[linux-lvm] Snapshot weirdness

Fri Nov 4 07:07:43 UTC 2005

Dan Stromberg wrote:
> Is disk to disk to tape cost effective compared to disk to disk?

It is. We have need for both online and archival backups. The online 
backups in case we need to hot-restore a file or to quickly go back to 
an old snapshot of a database or something, and an archive in case 
things go terribly wrong, and for (as the name implies) an archive.

> I don't mean to assert that disk to disk to tape is more or less
> expensive than disk to disk, but it seems worth comparing.

It's always important to weigh the options. :)

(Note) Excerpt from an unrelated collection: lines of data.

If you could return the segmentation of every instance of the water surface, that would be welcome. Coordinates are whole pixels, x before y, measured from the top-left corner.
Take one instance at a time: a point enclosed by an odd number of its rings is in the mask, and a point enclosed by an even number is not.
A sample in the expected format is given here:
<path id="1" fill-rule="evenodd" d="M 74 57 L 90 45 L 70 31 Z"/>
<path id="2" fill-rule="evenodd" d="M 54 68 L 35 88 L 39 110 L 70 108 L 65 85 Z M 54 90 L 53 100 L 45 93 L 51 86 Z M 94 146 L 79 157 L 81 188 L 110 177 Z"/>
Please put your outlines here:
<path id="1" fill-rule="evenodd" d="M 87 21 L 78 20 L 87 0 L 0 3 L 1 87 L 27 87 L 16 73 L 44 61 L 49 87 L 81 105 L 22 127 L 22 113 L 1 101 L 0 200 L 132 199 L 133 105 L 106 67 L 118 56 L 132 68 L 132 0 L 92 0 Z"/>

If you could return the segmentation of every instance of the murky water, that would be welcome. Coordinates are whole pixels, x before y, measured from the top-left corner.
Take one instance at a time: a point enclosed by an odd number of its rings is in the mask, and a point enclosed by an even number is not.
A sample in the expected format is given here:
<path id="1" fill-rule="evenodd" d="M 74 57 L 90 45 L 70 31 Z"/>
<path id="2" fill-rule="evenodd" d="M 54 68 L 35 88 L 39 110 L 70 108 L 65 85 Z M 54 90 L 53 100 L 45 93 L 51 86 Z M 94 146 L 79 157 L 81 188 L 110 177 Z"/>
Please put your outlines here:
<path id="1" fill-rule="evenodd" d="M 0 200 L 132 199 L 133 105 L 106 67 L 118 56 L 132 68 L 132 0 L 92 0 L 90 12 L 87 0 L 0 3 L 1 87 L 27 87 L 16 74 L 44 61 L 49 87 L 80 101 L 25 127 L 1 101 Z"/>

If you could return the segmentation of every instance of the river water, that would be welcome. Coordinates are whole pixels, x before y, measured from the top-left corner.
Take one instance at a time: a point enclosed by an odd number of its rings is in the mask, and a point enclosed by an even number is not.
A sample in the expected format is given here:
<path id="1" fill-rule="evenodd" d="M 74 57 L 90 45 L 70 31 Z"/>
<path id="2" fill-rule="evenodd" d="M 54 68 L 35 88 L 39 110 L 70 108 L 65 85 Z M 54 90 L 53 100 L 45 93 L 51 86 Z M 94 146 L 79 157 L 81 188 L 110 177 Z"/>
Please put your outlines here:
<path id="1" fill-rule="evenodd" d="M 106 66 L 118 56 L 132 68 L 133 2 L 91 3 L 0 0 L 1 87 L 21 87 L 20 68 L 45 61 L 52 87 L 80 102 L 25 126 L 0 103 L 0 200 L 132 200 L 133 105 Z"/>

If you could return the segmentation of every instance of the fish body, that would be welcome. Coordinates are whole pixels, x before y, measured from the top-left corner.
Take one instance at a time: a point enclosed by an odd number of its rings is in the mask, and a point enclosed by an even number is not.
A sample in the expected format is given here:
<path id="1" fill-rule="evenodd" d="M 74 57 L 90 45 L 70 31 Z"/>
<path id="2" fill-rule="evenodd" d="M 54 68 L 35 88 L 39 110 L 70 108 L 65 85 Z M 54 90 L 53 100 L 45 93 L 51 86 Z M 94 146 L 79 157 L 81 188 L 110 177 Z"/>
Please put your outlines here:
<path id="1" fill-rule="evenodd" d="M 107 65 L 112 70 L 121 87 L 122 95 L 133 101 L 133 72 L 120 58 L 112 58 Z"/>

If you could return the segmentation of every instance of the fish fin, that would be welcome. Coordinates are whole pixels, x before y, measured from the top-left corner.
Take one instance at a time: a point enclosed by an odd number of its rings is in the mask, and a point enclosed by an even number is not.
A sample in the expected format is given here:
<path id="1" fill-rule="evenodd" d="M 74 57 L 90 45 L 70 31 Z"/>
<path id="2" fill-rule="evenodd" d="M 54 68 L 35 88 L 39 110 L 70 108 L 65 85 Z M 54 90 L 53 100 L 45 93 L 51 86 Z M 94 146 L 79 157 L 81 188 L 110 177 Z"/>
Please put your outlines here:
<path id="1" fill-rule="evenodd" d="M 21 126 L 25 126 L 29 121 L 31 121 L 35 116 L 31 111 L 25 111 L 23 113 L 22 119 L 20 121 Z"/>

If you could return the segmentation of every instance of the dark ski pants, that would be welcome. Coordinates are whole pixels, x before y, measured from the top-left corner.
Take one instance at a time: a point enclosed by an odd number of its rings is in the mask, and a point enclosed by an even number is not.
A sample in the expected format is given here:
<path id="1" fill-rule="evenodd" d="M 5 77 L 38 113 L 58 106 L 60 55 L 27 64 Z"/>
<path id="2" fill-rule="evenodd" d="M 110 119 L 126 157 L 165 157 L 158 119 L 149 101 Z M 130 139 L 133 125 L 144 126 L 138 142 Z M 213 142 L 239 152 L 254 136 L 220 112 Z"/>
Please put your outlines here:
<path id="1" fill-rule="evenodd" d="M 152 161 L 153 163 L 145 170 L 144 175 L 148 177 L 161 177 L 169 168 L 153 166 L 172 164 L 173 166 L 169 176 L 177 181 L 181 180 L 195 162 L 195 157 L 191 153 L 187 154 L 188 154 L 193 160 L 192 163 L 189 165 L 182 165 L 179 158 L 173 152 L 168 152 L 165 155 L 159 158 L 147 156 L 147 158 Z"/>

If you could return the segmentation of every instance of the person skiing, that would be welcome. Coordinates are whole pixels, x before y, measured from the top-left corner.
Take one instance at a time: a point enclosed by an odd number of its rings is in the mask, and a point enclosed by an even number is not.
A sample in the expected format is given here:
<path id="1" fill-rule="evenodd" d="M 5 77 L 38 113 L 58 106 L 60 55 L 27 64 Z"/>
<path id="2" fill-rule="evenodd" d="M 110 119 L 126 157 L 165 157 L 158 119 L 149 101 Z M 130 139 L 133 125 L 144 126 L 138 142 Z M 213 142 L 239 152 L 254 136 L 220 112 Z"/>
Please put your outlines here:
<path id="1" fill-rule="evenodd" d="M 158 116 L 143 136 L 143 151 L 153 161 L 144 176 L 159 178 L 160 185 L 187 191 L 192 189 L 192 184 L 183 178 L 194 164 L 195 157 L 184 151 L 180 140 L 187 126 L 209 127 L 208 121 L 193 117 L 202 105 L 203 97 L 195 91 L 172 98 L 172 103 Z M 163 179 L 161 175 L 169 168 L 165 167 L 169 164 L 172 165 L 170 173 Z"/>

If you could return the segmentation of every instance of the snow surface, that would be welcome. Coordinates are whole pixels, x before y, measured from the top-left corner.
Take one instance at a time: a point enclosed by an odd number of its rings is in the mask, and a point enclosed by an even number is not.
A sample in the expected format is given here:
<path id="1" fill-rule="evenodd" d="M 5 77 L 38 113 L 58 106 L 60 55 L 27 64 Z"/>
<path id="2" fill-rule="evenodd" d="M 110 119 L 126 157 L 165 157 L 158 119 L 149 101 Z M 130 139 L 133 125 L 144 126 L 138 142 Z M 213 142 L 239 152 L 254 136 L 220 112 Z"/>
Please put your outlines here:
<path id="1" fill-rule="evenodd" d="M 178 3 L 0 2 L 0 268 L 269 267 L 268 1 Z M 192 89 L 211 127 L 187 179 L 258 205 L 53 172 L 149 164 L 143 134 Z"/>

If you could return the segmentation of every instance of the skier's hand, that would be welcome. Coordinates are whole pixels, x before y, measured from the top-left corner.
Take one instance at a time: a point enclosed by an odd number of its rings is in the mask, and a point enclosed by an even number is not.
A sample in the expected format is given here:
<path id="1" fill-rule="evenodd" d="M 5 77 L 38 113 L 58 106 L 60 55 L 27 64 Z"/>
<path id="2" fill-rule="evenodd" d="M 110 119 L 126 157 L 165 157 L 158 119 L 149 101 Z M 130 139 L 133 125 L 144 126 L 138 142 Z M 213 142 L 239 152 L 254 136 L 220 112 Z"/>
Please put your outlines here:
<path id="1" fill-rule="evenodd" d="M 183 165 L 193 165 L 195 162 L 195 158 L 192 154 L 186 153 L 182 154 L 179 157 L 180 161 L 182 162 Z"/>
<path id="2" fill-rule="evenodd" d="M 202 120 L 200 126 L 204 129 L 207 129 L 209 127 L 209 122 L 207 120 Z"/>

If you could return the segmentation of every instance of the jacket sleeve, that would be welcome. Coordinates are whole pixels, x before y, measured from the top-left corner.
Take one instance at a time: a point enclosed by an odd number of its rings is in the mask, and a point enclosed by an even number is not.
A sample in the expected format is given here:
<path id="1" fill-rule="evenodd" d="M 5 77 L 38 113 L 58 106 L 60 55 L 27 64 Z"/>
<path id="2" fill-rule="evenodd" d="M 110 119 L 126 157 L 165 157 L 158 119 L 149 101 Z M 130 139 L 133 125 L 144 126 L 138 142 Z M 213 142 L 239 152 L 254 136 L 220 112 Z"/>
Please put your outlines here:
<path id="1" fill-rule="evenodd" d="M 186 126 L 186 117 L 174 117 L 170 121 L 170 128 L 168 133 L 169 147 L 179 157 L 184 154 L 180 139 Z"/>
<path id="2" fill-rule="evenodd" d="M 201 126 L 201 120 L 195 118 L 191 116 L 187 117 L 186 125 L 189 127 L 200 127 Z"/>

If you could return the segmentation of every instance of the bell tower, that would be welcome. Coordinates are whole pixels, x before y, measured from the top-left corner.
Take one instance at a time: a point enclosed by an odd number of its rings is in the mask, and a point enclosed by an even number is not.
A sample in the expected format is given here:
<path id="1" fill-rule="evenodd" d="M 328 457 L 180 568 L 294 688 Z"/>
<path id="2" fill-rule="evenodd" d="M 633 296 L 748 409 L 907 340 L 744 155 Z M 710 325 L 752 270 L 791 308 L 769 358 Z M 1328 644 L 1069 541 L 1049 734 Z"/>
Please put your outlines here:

> I'm thinking disk to disk to tape'd be faster in some sense than disk to
> tape, in fact that's what we use here at UCI for a lot of our backups,
> but if you're starting over from scratch, how about comparing the cost
> of something like:

Funny you mention that -- I work on the UCI campus, in the research park 
near the corner of Bison and California. Small world ...

Anyhow, yes. Disk to disk to tape is much faster. Most everything I'm 
backing up is over the network, mainly on large NAS volumes mounted over 
100MBit ethernet (yes, our network admin needs his head examined). So, 
in order to keep the tape buffer from under-running and causing the tape 
head to back up and retrain (costly), I cache the information locally. 
But, in the case that a sync is still in progress, I take a snapshot 
when the sync is over. The tape process goes and backs up that snapshot, 
while the original volume is (again) being synchronized.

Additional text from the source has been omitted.